Terkait ketegangan yang terjadi di hadapan Kapolsek dan Camat, dimana Oknum Wartawan “menyerang” dengan kata-kata tidak sopan, Butar Butar menilai, Oknum Wartawan tersebut tidak memahami tugas pokok dan fungsi (Tupoksi) seorang Wartawan dalam menggali suatu informasi untuk dijadikan berita.
Sementara, Suriani Siboro yang tergabung di Tim Kuasa Hukum Desa Alim menilai yang mediasi tersebut tidak berimbang atau berat sebelah, tidak independen.

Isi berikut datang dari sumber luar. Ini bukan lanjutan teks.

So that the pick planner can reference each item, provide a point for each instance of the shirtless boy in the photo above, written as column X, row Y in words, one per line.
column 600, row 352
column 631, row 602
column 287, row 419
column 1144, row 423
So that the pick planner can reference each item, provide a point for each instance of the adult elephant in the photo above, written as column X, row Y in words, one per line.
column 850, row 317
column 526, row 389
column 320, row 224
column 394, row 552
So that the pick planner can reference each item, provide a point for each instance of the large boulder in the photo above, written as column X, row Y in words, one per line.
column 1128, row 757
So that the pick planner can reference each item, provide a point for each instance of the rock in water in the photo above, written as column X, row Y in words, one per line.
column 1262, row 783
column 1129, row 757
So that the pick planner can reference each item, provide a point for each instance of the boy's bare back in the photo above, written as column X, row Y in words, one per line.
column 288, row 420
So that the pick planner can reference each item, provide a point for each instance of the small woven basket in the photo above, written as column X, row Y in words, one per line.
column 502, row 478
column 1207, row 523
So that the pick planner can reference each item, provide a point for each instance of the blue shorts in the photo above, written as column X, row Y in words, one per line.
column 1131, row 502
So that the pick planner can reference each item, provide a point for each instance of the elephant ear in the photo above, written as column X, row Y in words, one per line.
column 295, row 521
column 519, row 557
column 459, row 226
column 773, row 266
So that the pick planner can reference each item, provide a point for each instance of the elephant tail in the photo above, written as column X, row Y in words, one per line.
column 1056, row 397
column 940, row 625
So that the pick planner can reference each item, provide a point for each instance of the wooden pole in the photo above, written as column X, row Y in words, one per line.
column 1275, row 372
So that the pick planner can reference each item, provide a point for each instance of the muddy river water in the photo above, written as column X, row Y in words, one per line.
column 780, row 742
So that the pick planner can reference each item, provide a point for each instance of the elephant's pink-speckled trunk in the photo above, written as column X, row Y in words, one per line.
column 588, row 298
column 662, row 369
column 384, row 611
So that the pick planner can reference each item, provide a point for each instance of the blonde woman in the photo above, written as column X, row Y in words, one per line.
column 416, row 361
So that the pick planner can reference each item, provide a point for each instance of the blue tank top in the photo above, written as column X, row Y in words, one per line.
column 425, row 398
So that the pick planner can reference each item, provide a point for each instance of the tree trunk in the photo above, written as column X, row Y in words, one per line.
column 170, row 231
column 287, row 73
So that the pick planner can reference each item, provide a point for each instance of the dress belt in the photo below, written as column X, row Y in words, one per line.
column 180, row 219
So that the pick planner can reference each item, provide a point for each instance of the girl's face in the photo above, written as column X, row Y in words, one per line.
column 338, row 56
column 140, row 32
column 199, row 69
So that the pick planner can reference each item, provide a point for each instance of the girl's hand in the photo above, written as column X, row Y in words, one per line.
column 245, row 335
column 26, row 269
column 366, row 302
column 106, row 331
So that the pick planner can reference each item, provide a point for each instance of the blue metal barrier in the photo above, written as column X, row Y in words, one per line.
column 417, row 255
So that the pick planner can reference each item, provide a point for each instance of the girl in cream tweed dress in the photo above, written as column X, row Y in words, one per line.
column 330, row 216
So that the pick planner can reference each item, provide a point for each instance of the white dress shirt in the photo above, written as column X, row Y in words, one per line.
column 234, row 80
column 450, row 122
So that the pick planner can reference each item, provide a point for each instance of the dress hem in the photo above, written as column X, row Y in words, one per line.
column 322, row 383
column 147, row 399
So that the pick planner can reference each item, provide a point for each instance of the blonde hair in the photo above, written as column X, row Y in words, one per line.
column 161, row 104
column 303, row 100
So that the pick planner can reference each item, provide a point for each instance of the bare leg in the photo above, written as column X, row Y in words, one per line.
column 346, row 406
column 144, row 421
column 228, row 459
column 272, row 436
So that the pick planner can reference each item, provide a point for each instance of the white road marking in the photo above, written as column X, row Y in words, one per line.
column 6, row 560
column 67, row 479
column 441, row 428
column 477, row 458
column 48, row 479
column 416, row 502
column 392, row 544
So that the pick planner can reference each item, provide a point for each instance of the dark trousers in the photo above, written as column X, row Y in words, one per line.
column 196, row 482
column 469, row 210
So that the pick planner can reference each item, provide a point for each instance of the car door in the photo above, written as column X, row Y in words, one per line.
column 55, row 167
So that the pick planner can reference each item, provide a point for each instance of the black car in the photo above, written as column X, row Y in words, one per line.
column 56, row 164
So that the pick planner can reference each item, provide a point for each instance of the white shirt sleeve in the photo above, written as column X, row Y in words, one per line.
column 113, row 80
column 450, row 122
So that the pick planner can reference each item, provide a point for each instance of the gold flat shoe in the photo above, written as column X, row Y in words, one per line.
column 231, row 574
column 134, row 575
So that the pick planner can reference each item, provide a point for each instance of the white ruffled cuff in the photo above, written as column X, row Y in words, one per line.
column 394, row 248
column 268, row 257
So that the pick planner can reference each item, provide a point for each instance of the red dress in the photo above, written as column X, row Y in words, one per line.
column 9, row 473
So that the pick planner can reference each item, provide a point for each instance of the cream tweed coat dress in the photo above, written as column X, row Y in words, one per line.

Menurut Suriani, seharusnya Camat Batang Cenaku kalau mau berpihak kepada Masyarakat meminta legalitas PT Tasma Puja dalam hal ini HGU dan mengambil sikap dengan bukti-bukti yang mereka (Tim Kuasa Hukum-red) perlihatkan.
“Jelas koq data kita. Ada peta wilayah dari Kabupaten, Provinsi, ada surat pernyataan, ada batas wilayah yang ditanda tangani oleh Para Kades. Koq malah Camat menganjurkan untuk melayangkan gugatan,” ucap Suriani.
Lanjutnya, dengan sikap seorang Camat seperti itu, sama halnya tidak menghargai apa yang telah diputuskan oleh pimpinan diatasnya. Padahal seorang Camat di suatu wilayah merupakan perpanjangan tangan dari seorang Bupati. Dalam hal ini, apapun yang telah diputuskan Bupati harus diimplementasikan di wilayah Kecamatan. Lalu, kesepakatan Para Kepala Desa di wilayahnya dapat menjadi acuan untuk melaksanakan hasil dari kesepakatan tersebut.
Dikonfirmasi Sabtu (09/06/2023), Bidang Advokasi DPP SPI, Tantri, S.H, M.H menyayangkan sikap seorang Wartawan yang tidak memiliki etika. Apalagi di hadapan Kapolsek dan Camat yang merupakan pimpinan di wilayah tersebut.
Dikatakan Tantri, sejatinya Wartawan bila mengikuti suatu pertemuan atau rapat, cukup mendengar (merekam), mengambil foto maupun video. Bila kurang jelas atas apa yang disampaikan oleh Narasumber, silahkan bertanya, itupun di luar rapat (door stop).
Lalu, Wartawan harus netral, tidak boleh memihak. Tidak boleh menggiring dengan berbagai opini.
“Makanya Wartawan harus paham Kode Etik Jurnalistik, punya etika dalam bertanya, netral, tidak hanya bermodal ID Card saja,” ujar Tantri.